Streptokinase vs Urokinase in ST Elevation MI
Neither streptokinase nor urokinase is currently recommended as a first-line thrombolytic agent for STEMI management according to contemporary guidelines, with fibrin-specific agents being preferred.
Current Recommendations for Thrombolytic Therapy in STEMI
Preferred Thrombolytic Agents
Current guidelines from both American College of Cardiology/American Heart Association (ACC/AHA) and European Society of Cardiology (ESC) recommend:
- Primary PCI as the preferred reperfusion strategy when available within 90-120 minutes of first medical contact 1, 2
- When fibrinolysis is necessary, fibrin-specific agents (tenecteplase, alteplase, or reteplase) are recommended over non-specific agents 1, 2
The 2017 ESC guidelines explicitly state: "A fibrin-specific agent (i.e., tenecteplase, alteplase, or reteplase) is recommended" with a Class I, Level B recommendation 1.
When to Use Thrombolytic Therapy
Fibrinolytic therapy should be administered when:
- Primary PCI cannot be performed within 120 minutes of first medical contact 1, 2
- Administered within 30 minutes of first medical contact 2
- Most effective within first 2-3 hours of symptom onset 1
Historical Context of Streptokinase vs Urokinase
Both streptokinase and urokinase are older, non-fibrin-specific thrombolytic agents that have largely been replaced by newer fibrin-specific agents in contemporary practice.
Streptokinase Considerations
- Less expensive than newer agents 3
- Associated with higher rates of allergic reactions
- Requires 60-minute infusion 3
- Cannot be readministered due to antibody formation
- Lower rates of intracranial hemorrhage compared to some newer agents 3
Comparative Efficacy
In the Middle East registry study (2012), streptokinase was associated with higher mortality at both 1-month (4.2% vs 0.8%) and 1-year (3.4% vs 0%) compared to newer thrombolytic agents 4.

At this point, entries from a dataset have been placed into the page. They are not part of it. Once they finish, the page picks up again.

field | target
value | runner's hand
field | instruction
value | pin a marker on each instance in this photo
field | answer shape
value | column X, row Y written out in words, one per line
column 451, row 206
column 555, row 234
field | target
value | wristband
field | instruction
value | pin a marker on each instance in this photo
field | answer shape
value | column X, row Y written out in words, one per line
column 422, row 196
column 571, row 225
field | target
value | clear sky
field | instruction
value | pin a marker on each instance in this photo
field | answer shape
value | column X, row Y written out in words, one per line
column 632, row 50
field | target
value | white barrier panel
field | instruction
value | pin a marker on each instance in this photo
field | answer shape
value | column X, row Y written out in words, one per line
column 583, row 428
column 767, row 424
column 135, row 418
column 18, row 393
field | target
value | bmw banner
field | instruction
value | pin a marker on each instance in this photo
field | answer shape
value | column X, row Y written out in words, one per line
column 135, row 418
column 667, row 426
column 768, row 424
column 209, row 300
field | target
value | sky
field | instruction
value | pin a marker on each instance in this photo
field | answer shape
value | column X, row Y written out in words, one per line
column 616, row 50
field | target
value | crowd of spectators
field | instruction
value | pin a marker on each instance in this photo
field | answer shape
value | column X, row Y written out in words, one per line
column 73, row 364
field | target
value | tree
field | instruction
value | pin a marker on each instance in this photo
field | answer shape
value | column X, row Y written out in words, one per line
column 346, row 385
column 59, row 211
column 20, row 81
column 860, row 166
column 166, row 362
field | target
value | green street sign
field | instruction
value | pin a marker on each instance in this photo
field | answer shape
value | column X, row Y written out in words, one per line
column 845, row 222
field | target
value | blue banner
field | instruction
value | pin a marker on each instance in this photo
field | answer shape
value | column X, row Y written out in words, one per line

Adjunctive Therapy with Thrombolytics
Regardless of the thrombolytic agent used, guidelines recommend:
- Aspirin (162-325 mg loading dose) 1, 2
- Clopidogrel (300 mg loading dose if ≤75 years old) 1
- Anticoagulation until revascularization or hospital discharge (up to 8 days) 1
Post-Thrombolysis Management
- Transfer to PCI-capable center immediately after fibrinolysis 1
- Rescue PCI indicated if fibrinolysis fails (<50% ST-segment resolution at 60-90 min) 1
- Routine angiography recommended 2-24 hours after successful fibrinolysis 1
Emerging Approaches
Recent research has explored intracoronary thrombolysis as an adjunctive therapy to primary PCI in selected cases with large thrombus burden 5, 6. However, this approach is still investigational and not part of routine care.
Key Pitfalls to Avoid
- Delayed reperfusion: Time is critical; door-to-needle time should be ≤30 minutes 2
- Inappropriate patient selection: Absolute contraindications include history of intracranial hemorrhage, significant closed head/facial trauma, uncontrolled hypertension, active bleeding, or suspected aortic dissection 2
- Overlooking age considerations: Patients ≥75 years have higher risk of intracranial hemorrhage with fibrinolysis 2
- Failure to transfer: All patients should be transferred to a PCI-capable center after fibrinolysis 1
- Missing rescue PCI opportunity: When fibrinolysis fails, immediate rescue PCI is indicated 1
In summary, when primary PCI is not available within the recommended timeframe, fibrin-specific agents (tenecteplase, alteplase, or reteplase) are preferred over older agents like streptokinase or urokinase for STEMI management.